During the strong market of the 1990s, most investors who rode the wave ignored traditional ideas about valuation. Some money managers remained invested on the basis of a practical calculation: “If the market continues to rise and I'm not participating, I'll lose my job. But if it falls dramatically, I'll be in the same situation as everyone else.” Others were conscious market cynics who thought they could successfully exploit the foolishness of others. Momentum investors didn't need an opinion about valuation. They were consciously saying, “The market may be overvalued—we don't know and we don't care. All we know is, it's been going up, and we're going to invest as long as it does—and get off the train before everyone else.” The problem lies in executing the greater-fool theory. If you get off every time the market ticks down and then reestablish your position when the market starts to go up again, you're going to get killed, because even rising markets fluctuate on the way up. And if you wait, you risk going down with everyone else.

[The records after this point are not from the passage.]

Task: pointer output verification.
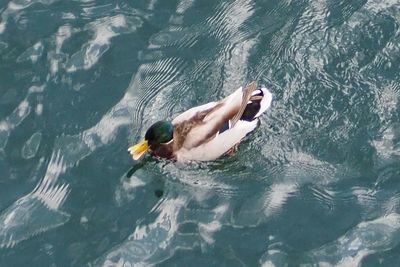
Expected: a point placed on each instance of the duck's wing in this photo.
(205, 124)
(228, 135)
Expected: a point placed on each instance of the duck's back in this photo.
(220, 128)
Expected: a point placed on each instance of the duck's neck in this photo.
(163, 150)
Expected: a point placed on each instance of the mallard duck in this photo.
(208, 131)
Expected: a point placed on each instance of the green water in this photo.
(317, 183)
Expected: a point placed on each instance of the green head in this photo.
(159, 133)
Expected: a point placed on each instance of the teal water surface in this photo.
(317, 183)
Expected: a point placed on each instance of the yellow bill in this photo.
(139, 149)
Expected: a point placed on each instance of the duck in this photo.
(209, 131)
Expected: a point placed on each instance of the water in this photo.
(315, 185)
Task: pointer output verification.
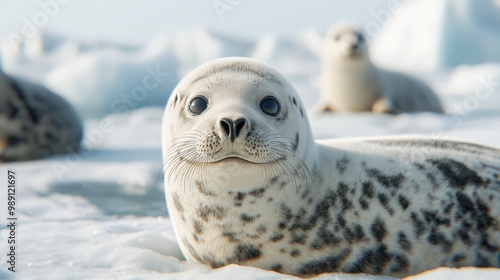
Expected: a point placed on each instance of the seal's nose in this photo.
(232, 128)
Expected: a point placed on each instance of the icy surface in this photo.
(101, 214)
(448, 33)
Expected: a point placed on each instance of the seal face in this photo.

With the stock market decline after 2000, many of the new-paradigm theories lost credibility. That should have brought renewed attention to the failure of most “active” fund managers—people who pick individual stocks rather than passively investing in an index—to outperform the market over the long run. Over long periods, the S&P 500 index has done better than the preponderance of active managers. Few mutual funds, hedge funds, or money managers consistently beat the indexes over a decade, let alone several decades.

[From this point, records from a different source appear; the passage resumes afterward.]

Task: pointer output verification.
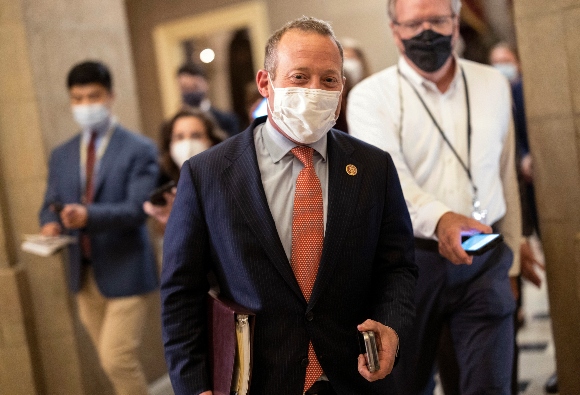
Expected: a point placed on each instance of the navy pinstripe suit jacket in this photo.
(221, 222)
(122, 256)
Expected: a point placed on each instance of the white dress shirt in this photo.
(385, 111)
(279, 169)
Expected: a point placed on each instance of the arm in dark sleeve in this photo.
(128, 213)
(184, 290)
(519, 114)
(51, 195)
(395, 269)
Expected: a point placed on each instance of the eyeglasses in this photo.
(441, 24)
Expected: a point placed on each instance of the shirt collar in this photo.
(101, 129)
(419, 81)
(278, 145)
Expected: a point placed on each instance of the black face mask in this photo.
(193, 99)
(428, 50)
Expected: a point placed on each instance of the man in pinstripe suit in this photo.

When I express these kinds of views in speeches or interviews, I am often asked, “How should people with limited resources think about investing?” I'm not in the business of giving financial advice, but I have learned something about how to think about these matters. My guidance is fairly conventional and hardly exciting. But however commonplace it may seem, people tend not to follow it, especially when the adrenaline starts rushing.

The most important part of my answer is that investors should recognize the risks they're taking. Stocks outperformed bonds for every decade of the twentieth century, except for the 1930s and a roughly equal performance in the 1970s. But there is no guarantee that the future will replicate the past or, at the least, that there won't be long periods of poor or mediocre stock market performance. And even if stocks as a whole continue to outperform bonds over the long run, many individual stocks will still perform badly. You might simply pick the wrong stocks and as a result significantly underperform the market—just as many professional money managers do.

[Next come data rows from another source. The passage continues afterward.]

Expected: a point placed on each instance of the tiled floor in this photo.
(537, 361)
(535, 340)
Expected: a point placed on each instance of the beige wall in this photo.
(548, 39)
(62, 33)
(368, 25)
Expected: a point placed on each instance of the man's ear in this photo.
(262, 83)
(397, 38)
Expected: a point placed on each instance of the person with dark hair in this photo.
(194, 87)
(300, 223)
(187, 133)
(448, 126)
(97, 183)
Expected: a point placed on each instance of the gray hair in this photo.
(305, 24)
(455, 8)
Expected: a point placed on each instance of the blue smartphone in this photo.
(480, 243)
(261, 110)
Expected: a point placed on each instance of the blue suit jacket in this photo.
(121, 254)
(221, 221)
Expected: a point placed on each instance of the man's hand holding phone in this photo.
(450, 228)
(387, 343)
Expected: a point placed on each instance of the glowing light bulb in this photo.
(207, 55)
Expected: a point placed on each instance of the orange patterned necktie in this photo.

And even if the historical outperformance of equities holds true and you do not pick the wrong stock or group of stocks, there may still be extended periods of adverse market performance. You, as an investor, simply may not be able to stand a wait of five to ten years or even longer, either financially or psychologically. Stocks that outperform bonds in the long run may also underperform them badly for lengthy periods within that “long run.” Over the seventeen-year stretch from the last day of 1964 to the last day of 1981, the Dow closed at the same level—874 in 1964 versus 875 in 1981. While the S&P 500 did rise by 45 percent during the same period, that is still only roughly 2½ percent per annum (plus the average dividend yield of roughly 4 percent). And after several years of difficulty, you have no way of knowing if the markets will improve or continue to deteriorate. Investors who want to retire or send their children to college may discover that they can't continue to wait for the hoped-for benefits of the long term, while other investors may simply not be able to live with the stress of large loans and the uncertainty of what might happen next. In reality, people often can't tolerate an extended downturn, so they get out and take their losses, only to reinvest when the market rises. When it falls again, they get whipsawed.